Namjoon bayılmış olan adamı kollarından tutarak sürüklemeye başladığında, bağırarak "Yerde ki iki kelepçeyi getir Jungkook." Diyerek geri geri olan adamlarını Taehyung'un odasına attı. Girdiği odada köşeye yanaşarak adamı köşeye bırakmış kendisinden fazlasıyla küçük olan çocuğun getirdiği ağır zincirleri alarak baygın adama dönmüştü.

Önce ayaklarına geçirdiği iki kelepçeden diğerini de ellerine geçirerek ayaklandı, kraliçeyi almak için odadan çıkacağında ise Taehyung'un sırtında ki kraliçeyi görmesiyle, "Onu da yatağa koy." Diyerek yatağa yöneldi.
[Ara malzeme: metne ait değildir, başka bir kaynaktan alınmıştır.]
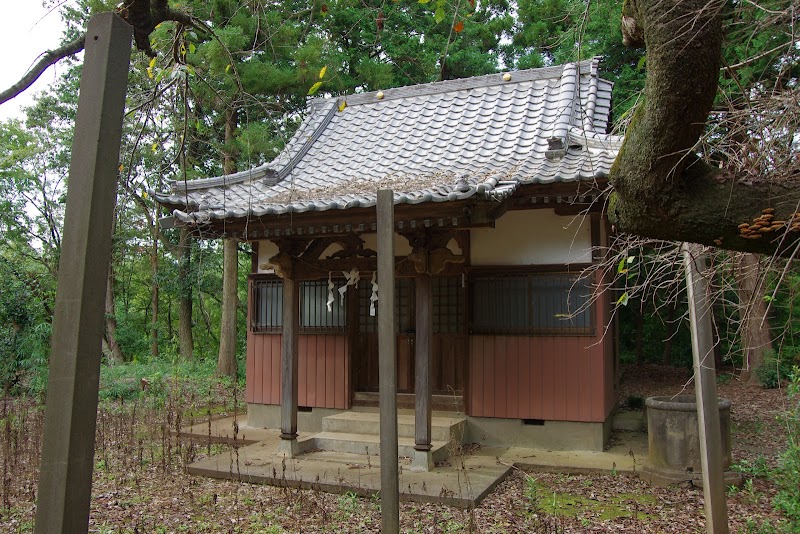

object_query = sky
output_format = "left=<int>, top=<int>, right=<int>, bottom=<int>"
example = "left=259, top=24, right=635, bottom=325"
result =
left=0, top=0, right=63, bottom=120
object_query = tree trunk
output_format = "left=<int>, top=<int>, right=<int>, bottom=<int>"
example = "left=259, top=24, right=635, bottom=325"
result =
left=661, top=300, right=678, bottom=365
left=104, top=265, right=125, bottom=363
left=217, top=108, right=239, bottom=380
left=636, top=308, right=644, bottom=366
left=178, top=226, right=194, bottom=360
left=150, top=230, right=158, bottom=359
left=735, top=254, right=772, bottom=384
left=217, top=238, right=239, bottom=380
left=608, top=0, right=800, bottom=260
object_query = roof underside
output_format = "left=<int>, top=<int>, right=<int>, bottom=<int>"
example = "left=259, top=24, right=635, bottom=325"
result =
left=154, top=61, right=621, bottom=230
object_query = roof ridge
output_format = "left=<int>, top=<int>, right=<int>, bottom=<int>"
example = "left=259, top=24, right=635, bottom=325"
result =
left=326, top=57, right=600, bottom=106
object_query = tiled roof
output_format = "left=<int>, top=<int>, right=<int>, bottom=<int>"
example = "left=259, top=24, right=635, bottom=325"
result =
left=154, top=60, right=621, bottom=224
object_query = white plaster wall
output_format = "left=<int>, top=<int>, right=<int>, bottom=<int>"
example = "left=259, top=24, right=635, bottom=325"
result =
left=256, top=243, right=278, bottom=273
left=470, top=209, right=592, bottom=265
left=359, top=234, right=411, bottom=256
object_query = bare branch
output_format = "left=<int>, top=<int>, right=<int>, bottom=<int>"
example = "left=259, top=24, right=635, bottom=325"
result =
left=0, top=34, right=86, bottom=104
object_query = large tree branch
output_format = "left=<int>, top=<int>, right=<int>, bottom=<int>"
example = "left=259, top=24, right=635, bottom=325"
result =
left=0, top=35, right=86, bottom=104
left=0, top=0, right=200, bottom=109
left=609, top=0, right=800, bottom=254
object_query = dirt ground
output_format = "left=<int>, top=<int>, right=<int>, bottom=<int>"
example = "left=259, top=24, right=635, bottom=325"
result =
left=0, top=366, right=786, bottom=533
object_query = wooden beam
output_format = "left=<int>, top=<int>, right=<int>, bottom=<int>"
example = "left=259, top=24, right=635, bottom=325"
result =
left=414, top=274, right=433, bottom=451
left=683, top=244, right=728, bottom=534
left=35, top=13, right=133, bottom=533
left=377, top=189, right=400, bottom=533
left=281, top=278, right=300, bottom=440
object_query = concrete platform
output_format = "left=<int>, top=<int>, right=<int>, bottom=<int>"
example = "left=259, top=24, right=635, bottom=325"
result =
left=182, top=416, right=647, bottom=508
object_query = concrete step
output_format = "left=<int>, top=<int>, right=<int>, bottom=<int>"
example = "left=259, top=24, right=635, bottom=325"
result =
left=313, top=432, right=450, bottom=462
left=322, top=411, right=466, bottom=443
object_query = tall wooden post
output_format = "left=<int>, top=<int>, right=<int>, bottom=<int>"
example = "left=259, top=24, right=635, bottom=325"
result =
left=280, top=275, right=300, bottom=457
left=411, top=274, right=434, bottom=471
left=35, top=13, right=133, bottom=534
left=683, top=244, right=728, bottom=534
left=377, top=189, right=400, bottom=534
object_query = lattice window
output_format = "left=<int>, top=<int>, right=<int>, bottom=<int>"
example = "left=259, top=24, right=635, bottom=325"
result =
left=433, top=276, right=464, bottom=334
left=470, top=273, right=594, bottom=335
left=255, top=280, right=283, bottom=332
left=300, top=280, right=347, bottom=332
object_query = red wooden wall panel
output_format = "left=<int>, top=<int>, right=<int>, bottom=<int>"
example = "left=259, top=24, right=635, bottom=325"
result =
left=246, top=333, right=350, bottom=409
left=467, top=333, right=613, bottom=422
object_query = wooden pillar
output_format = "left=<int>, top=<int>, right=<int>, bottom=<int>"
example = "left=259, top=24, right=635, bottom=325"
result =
left=683, top=244, right=728, bottom=534
left=377, top=189, right=400, bottom=533
left=35, top=13, right=133, bottom=534
left=414, top=274, right=433, bottom=452
left=281, top=276, right=300, bottom=444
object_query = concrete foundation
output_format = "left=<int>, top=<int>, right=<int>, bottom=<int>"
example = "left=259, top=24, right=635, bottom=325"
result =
left=247, top=404, right=346, bottom=432
left=247, top=404, right=613, bottom=451
left=464, top=416, right=612, bottom=451
left=411, top=451, right=434, bottom=472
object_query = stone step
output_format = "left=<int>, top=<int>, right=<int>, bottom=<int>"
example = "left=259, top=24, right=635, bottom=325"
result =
left=322, top=411, right=466, bottom=443
left=313, top=431, right=450, bottom=462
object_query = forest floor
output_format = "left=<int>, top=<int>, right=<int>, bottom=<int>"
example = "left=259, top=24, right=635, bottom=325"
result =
left=0, top=366, right=787, bottom=534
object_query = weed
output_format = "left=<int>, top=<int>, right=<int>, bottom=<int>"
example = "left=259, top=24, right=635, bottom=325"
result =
left=731, top=454, right=772, bottom=478
left=773, top=366, right=800, bottom=532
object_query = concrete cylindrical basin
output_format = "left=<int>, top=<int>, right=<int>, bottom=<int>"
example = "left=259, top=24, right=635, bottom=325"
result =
left=643, top=395, right=738, bottom=486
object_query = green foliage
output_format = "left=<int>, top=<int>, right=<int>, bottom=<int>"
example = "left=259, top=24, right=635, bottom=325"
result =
left=756, top=351, right=794, bottom=389
left=731, top=455, right=771, bottom=478
left=99, top=359, right=232, bottom=405
left=773, top=366, right=800, bottom=532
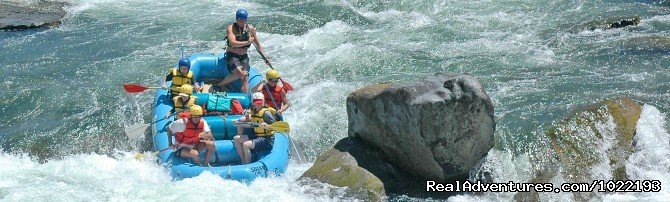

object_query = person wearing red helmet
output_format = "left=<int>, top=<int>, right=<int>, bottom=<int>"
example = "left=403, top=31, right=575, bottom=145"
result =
left=168, top=105, right=215, bottom=166
left=233, top=92, right=277, bottom=164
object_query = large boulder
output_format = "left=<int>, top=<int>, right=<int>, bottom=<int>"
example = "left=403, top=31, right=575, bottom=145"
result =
left=0, top=0, right=69, bottom=30
left=347, top=73, right=495, bottom=182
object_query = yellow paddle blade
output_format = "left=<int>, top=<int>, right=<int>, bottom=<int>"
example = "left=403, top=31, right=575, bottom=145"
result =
left=270, top=121, right=291, bottom=133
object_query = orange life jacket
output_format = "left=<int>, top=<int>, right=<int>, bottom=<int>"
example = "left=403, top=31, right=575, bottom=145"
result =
left=177, top=118, right=205, bottom=144
left=262, top=84, right=286, bottom=109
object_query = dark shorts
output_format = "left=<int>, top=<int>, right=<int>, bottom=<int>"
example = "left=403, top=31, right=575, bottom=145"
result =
left=251, top=137, right=275, bottom=150
left=226, top=52, right=249, bottom=73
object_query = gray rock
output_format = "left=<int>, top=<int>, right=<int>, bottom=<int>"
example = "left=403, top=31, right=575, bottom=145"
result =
left=347, top=74, right=495, bottom=182
left=0, top=1, right=69, bottom=30
left=300, top=137, right=388, bottom=201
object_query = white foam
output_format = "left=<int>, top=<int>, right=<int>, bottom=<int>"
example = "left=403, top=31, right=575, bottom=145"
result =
left=626, top=105, right=670, bottom=201
left=0, top=152, right=343, bottom=201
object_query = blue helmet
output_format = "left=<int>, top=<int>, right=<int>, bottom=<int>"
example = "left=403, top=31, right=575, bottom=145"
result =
left=179, top=58, right=191, bottom=68
left=235, top=8, right=249, bottom=20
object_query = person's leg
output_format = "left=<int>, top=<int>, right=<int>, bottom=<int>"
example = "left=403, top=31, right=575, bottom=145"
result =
left=193, top=140, right=215, bottom=166
left=181, top=148, right=201, bottom=165
left=242, top=56, right=250, bottom=94
left=233, top=133, right=249, bottom=162
left=242, top=140, right=254, bottom=164
left=218, top=56, right=248, bottom=90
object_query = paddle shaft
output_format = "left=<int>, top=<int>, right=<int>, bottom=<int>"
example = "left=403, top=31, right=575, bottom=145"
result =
left=263, top=84, right=304, bottom=163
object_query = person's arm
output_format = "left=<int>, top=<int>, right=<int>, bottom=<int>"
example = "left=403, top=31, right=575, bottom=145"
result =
left=278, top=93, right=291, bottom=113
left=251, top=80, right=265, bottom=92
left=249, top=24, right=272, bottom=67
left=161, top=72, right=172, bottom=88
left=227, top=25, right=255, bottom=48
left=191, top=78, right=200, bottom=92
left=200, top=119, right=214, bottom=140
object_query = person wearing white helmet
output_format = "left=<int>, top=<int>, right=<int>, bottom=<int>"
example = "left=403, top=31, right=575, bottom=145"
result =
left=165, top=84, right=198, bottom=120
left=233, top=92, right=277, bottom=164
left=168, top=105, right=215, bottom=166
left=254, top=69, right=291, bottom=120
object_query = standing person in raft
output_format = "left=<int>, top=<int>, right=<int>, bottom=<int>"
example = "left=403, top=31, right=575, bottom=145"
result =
left=233, top=92, right=277, bottom=164
left=168, top=105, right=215, bottom=166
left=218, top=9, right=272, bottom=93
left=161, top=58, right=200, bottom=99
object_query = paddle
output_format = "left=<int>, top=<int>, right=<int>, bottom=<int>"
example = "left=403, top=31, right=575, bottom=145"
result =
left=123, top=83, right=165, bottom=93
left=123, top=113, right=178, bottom=139
left=253, top=43, right=293, bottom=91
left=235, top=121, right=291, bottom=134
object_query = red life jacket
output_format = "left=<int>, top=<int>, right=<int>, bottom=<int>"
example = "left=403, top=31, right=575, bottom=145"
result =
left=262, top=84, right=286, bottom=110
left=177, top=118, right=205, bottom=144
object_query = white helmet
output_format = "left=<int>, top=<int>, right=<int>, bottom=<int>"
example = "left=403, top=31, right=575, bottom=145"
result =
left=251, top=92, right=265, bottom=100
left=170, top=119, right=186, bottom=133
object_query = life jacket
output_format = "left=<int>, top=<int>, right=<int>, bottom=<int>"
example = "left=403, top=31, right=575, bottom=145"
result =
left=176, top=118, right=205, bottom=144
left=251, top=107, right=277, bottom=137
left=261, top=84, right=286, bottom=109
left=172, top=96, right=198, bottom=113
left=226, top=23, right=251, bottom=48
left=170, top=68, right=193, bottom=96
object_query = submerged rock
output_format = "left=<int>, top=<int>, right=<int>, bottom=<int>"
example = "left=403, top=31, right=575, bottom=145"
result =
left=347, top=74, right=495, bottom=182
left=515, top=98, right=642, bottom=200
left=300, top=138, right=390, bottom=201
left=0, top=0, right=69, bottom=30
left=587, top=16, right=640, bottom=30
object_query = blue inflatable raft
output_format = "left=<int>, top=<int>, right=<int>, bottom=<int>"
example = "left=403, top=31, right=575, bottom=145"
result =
left=152, top=53, right=290, bottom=181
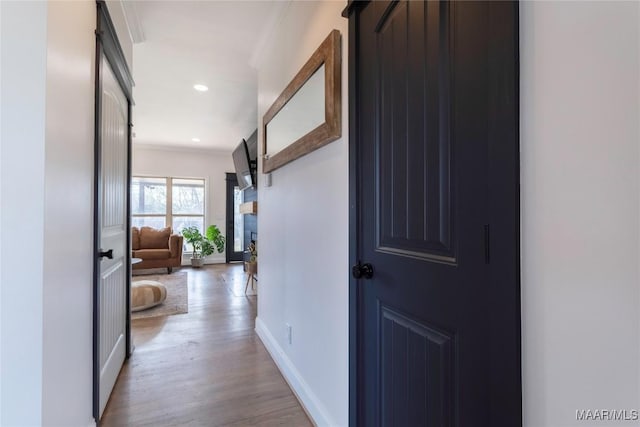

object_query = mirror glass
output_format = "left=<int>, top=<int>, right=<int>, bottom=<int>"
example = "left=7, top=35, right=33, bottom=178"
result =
left=266, top=64, right=325, bottom=156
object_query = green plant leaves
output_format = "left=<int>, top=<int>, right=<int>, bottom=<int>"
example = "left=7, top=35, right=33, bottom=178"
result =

Kendi sözlerine uyan ikili hiç bir şekilde konuşmazken Taehyung dediğini yaparak kraliçeyi yatağa bıraktı.

Namjoon duvarda ki kelepçeye yaklaştırdığı kola kelepçeyi takarak yataktan kalktı. "Bu ikisi artık buradalar, ölüyoruz, açız, tuvalete gideceğiz bile dese çözmüyorsunuz ikisini de." Kolunu alnına atarak terini silerken derin bir nefes aldı. "A-ama gerçekten ölürler se?" Jungkookun kısık sesiyle sorduğu soruya alayla gülen Namjoon "Zaten ölecekler."

Tüylerini diken diken olan Jungkook hızla kafasını olumsuz anlamda sallayarak "Yapamam, hayır olmaz yapamam." Yeniden ağlamaya başladığında kıpkırmızı olmuş yüze sinirle bakan Namjoon "Buradan çıktıkları an ölüm fermanınız yazılmış olur Jungkook. Taehyung ölmese bile sen yaşamayı unut. Gerçi Taehyung'u da burada eziyet çektirerek ne kadar yaşayabilirlerse?"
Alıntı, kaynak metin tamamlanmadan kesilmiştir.